En y réfléchissant, je pense que la lecture de cet ouvrage n’est adaptée à personne, et heureusement. Car comment pourrait-on qualifier quelqu’un capable de lire ce livre sans ressentir une quelconque gêne, un quelconque dégoût ? Je pense que nous ne sommes jamais prêts à entendre, à voir, ou à lire de telles horreurs. Et c’est ce qui fait de nous des êtres humains. Au-delà du fait que cet ouvrage ne devrait être victime d’aucune censure, je pense même que sa lecture devrait être conseillée dès le début de l’adolescence. En effet, dans son autobiographie, Christine Angot tente de lever les tabous et d’informer sur un sujet qui semble encore quasiment intouchable dans notre société : l’inceste. Effectivement, aujourd’hui, en France, en Guadeloupe, et comme dans beaucoup de pays, quelqu’un qui vend du cannabis passera plus de temps en prison qu’une personne accusée de viol. En France, seulement une personne sur cent accusées de viol est condamnée. En bannissant les chiffres de son ouvrage, Christine Angot parvient à dénoncer les travers de notre société. Elle s’attelle à la fois à lever les tabous et à avertir les potentielles victimes.

« J’ai préféré m’imaginer que j’avais une part de responsabilité plutôt que de me voir comme quelqu’un qui subit passivement sans rien faire ». A travers son expérience, et en utilisant des mots simples pour partager quelque chose de dur, l’auteure s’attache à faire déculpabiliser les victimes ainsi qu’à inculquer la tolérance aux personnes qui ne comprennent pas toujours ce qu’elles traversent. Elle joue beaucoup avec les émotions du lecteur qui se retrouve en colère de voir cette gamine retourner vers son père après tout ce qu’il lui a fait subir. On se perd dans ce trop-plein d’émotions, jusqu’à ne plus savoir contre qui être énervé. Mais c’est afin d’aider le lecteur à mieux comprendre que la personne contre laquelle doit se projeter cette colère n’est pas l’enfant, mais bien le père, le violeur.

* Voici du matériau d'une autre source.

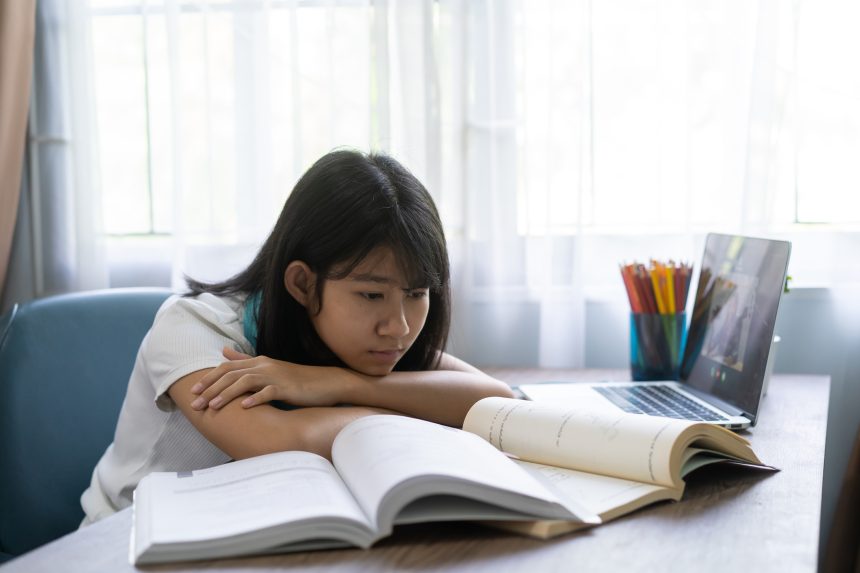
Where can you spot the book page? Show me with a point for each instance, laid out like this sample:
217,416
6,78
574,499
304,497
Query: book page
377,454
596,441
243,496
602,495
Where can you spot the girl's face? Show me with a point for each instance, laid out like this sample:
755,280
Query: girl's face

« On a perdu une heure à ne pas dormir pour aucun résultat, si j’avais réussi à te faire jouir, ça m’aurait fait du bien. Mais là… je suis désolée Claude ». Christine Angot nous offre une vision très complète de l’inceste et de ses conséquences, de l’avant, du pendant, et de l’après. Dans cet extrait, on peut voir que les traumatismes qui découlent de ces viols donnent une fausse image de la sexualité à la victime qui pense que faire jouir son partenaire est le but ultime alors qu’en réalité, le but d’une relation sexuelle, ne l’oublions pas, est de prendre du plaisir à deux, de façon consentie.

« Est ce qu’on demande à un enfant battu s’il a eu mal ? Pourquoi demande-t-on à un enfant violé s’il a eu du plaisir ? ». C’est par cette phrase atroce que je souhaite terminer cette critique en ajoutant une dernière chose : les actes ont des conséquences, oui. Mais les mots sont puissants. C’est ce que nous montre Christine Angot dans cet ouvrage à travers les nombreuses manipulations qu’elle a subies de la part de son père. Alors prenez le soin de choisir vos mots avec attention, cela ne sera jamais du temps de perdu.